At the beginning of June I decided to write an email newsletter every single day. Not for a short little test or a thirty day challenge. Just every day. As long as it exists.
Why I’m doing that is a whole separate story that maybe I’ll tell you another day. Because today I want to talk about a fear every creative person has…
Imagine you have some kind established audience. Maybe you are a YouTuber who makes videos about Final Fantasy games and all the little details therein. And you’ve got 25,000 subscribers or something after making videos for the last five years.
Got that in your mind? Great.
Now imagine that you want to do something else. Change up your content.
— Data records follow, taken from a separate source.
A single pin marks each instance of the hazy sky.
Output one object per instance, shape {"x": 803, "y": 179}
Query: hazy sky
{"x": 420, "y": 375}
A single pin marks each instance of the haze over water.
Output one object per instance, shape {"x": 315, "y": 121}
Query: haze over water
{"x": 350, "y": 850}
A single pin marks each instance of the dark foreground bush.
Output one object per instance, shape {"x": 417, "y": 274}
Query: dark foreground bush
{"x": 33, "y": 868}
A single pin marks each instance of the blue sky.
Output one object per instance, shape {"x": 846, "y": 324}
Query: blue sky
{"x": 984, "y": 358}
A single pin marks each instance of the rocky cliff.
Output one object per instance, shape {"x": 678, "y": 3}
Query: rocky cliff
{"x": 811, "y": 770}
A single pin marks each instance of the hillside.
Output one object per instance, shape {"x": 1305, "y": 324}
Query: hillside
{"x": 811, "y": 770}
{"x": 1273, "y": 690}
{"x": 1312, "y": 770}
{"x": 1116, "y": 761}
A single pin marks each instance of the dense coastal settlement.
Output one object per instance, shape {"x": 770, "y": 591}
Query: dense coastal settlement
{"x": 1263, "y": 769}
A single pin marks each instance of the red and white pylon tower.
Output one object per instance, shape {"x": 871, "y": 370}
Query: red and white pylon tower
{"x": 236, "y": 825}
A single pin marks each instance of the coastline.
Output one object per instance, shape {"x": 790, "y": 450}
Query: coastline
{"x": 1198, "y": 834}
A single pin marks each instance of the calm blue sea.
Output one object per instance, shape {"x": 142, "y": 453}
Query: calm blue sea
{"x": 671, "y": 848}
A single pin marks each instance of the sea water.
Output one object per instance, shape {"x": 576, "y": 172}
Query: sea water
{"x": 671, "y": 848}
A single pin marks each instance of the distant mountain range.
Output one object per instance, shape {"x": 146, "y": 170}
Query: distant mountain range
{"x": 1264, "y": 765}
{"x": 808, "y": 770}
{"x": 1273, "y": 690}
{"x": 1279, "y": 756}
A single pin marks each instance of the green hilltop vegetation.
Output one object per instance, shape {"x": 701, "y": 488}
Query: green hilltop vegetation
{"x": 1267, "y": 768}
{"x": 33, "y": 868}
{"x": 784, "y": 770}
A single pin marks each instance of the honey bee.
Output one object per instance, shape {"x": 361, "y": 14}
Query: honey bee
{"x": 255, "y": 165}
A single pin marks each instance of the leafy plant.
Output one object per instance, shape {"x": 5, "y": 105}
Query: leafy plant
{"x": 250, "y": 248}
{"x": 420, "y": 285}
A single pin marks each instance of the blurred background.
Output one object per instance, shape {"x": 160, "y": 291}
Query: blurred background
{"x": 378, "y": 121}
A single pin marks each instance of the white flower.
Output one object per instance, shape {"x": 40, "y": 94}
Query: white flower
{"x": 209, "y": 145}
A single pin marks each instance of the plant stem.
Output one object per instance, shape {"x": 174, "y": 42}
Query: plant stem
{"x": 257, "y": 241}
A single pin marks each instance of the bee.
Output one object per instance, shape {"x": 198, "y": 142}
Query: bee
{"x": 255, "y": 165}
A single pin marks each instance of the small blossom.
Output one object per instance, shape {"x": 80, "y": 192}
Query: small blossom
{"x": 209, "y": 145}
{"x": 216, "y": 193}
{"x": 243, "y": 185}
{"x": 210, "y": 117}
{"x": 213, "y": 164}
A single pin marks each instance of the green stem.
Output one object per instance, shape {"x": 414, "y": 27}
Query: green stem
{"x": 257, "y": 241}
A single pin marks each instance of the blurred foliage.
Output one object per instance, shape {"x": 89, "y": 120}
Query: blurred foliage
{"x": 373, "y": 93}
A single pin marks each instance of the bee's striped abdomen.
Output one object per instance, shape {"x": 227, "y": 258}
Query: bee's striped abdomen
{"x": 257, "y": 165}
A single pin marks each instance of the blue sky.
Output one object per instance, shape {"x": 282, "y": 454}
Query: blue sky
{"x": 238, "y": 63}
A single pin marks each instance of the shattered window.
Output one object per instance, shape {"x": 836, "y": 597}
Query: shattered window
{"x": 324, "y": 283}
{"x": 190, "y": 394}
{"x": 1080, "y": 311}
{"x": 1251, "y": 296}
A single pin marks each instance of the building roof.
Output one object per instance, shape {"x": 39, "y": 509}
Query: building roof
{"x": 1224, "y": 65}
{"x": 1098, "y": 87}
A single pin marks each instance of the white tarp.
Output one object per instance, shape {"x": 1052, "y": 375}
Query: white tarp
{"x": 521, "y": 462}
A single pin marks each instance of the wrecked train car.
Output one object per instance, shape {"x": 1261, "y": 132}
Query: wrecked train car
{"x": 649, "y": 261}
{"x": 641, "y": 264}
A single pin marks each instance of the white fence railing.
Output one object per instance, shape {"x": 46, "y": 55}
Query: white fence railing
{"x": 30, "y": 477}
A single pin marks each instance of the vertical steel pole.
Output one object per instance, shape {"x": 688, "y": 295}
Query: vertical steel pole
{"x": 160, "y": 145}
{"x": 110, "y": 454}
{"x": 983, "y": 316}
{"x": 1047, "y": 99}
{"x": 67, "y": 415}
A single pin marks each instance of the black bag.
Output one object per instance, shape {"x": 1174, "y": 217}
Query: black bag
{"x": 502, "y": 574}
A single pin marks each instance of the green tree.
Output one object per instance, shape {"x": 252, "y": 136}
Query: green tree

You want to make videos about… indie BOOMER SHOOTERS (doom/hexen/duke nukem/quake1 era first person shooters). And you aren’t going to do so much Final Fantasy JRPG content anymore.
Some of your audience will like it, but a lot of them will be upset and unsubscribe. They don’t want old skool shooter videos. They want Final Fantasy stuff!
Which leads to this fear…
WHAT IF EVERYBODY LEAVES?!
It’s a legit fear. And not a new one either. Musicians have dealt with this kind of thing every time they change up their style a bit.
And people will leave. For sure they will.
But if a creative person gets stuck in the same spot forever, the audience will leave anyway for something new. It’s a catch twenty two. Change is inevitable. You can’t escape it.
Even if you understand this, the fear is still there. It takes courage to forge a new direction anyway.
Which leads back to the intro of this newsletter.
Since I started emailing every day, I’m losing newsletter subscribers. I knew this would happen.
Not everyone wants to read my nonsense on a daily basis. That’s cool. No problem. Go ahead and unsubscribe.
If I want to write this newsletter every day, there is a different and much smaller audience for it. Instead of 1,700ish people subscribed, it might only be 100 or 10 or 1 person who wants to read it.
Maybe everybody WILL leave…
I decided to make this a daily newsletter and there might not be an audience for that at all.
I’m okay with that. I’ll send the emails anyway. It wouldn’t be a daily newsletter if I didn’t.
I refuse to let the fear of an outcome that is out of my control dictate the work I’ve chosen to do. Not because I’m special or courageous or have a super power you don’t.
It’s simply because it’s the work I chose to do.